As a director, you get a lot a looseness out of David and Gillian that is just so much fun. Do they immediately respond to your writing with a sense of play?
David and Gillian now know what my stuff is, so that's great because that's the biggest hurdle. They know what they're doing. And you know David's really good at contributing ideas. Gillian was all into it. It's like there's nothing they won't really try, even though this is probably not what they would normally do, so that's all easy. The hardest thing actually, in a weird sort of way, is with Rhys last time, and Brian, because they're joining The X-Files, they are more serious to begin with. We have to go, "No, no, no. This episode you use the comedy thing." This time I actually told Brian, straight out, right from the beginning, this is a comedy. But even then, they're still reluctant. You really have to push them. By the time you're done shooting, they're there. I've just learned, like I tried to do with Brian this time, is right from the get-go, explain this is what we're doing, and he was all into it.
Is there are sequence or scene from this episode that pleased you the most in execution and outcome?
I have a strange fondness for the scene with Mulder and Dr. They (Stuart Margolin) and the statue. It's hard to explain, but it has to do with sometimes when you're doing my episodes, you get a sense that the actors are like, "Oh, this is kind of fun." They're into it. Doing that scene, I got that same sense from the crew. You could tell Craig (Wrobleski), our DP, and our the camera guys were really going, "Oh, this is going to be interesting." They were really into it. Stuart Margolin, who played Dr. They, is also great. Just him and David and that whole scene, I I don't know if anyone will get it, but I just really love that scene.

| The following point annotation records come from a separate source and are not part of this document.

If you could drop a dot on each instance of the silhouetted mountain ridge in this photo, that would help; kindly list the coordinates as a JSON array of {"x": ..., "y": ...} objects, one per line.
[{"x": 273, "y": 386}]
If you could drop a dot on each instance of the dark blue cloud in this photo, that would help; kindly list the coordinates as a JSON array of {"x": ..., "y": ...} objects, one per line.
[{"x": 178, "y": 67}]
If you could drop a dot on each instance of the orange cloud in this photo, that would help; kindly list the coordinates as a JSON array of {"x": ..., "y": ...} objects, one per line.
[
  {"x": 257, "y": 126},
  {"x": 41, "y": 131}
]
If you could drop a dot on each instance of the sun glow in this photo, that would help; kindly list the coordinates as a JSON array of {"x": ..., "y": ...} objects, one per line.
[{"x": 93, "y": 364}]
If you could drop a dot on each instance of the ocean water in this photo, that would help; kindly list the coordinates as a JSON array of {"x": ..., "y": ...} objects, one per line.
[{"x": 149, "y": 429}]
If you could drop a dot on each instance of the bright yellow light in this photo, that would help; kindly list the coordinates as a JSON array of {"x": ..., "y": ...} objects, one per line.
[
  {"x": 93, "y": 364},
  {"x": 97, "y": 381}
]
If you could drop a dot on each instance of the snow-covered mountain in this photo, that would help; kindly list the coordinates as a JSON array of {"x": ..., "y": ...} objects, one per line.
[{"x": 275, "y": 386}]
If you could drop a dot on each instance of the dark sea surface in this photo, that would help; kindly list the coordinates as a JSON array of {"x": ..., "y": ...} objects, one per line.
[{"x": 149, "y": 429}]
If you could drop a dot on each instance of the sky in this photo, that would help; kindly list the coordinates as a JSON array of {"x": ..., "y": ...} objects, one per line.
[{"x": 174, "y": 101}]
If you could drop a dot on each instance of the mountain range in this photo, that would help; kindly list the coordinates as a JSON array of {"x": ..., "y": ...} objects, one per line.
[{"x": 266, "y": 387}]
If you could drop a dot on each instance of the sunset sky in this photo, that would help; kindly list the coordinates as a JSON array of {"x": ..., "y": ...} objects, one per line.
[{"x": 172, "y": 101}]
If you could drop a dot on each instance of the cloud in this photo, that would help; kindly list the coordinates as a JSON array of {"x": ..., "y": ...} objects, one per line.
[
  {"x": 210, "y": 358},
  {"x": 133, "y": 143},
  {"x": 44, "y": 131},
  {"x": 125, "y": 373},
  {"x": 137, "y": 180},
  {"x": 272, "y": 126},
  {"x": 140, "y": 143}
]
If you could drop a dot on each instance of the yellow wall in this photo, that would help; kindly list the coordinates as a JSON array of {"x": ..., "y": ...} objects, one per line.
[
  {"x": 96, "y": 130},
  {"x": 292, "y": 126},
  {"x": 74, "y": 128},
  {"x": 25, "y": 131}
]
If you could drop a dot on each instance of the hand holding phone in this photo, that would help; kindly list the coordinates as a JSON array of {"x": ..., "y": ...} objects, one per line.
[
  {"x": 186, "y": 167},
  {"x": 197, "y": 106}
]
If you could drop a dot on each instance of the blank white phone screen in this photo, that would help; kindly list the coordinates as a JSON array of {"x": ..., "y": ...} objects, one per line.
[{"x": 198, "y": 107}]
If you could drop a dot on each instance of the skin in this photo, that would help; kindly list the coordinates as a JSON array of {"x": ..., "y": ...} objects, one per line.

And after we shot the scene, I was talking to Craig after this going, "We don't have a bad shot. Every shot in the scene is kind of interesting." And it cut together. I'm proud of that scene.
Are you doing any episodes in the back part of the season?
No. Once is enough.
After all these years, do you feel like new X-Files stories still come to you easily?
Oh, God no. No. It's always tough. Writing for the show is so hard because you have to come up with a completely different story and it's not in an anthology show, which in some ways makes it easier. But it's also difficult because you have to do Mulder and Scully investigating a story on something completely different. It's just always difficult. I've never had an episode where, "Oh, that one was easy."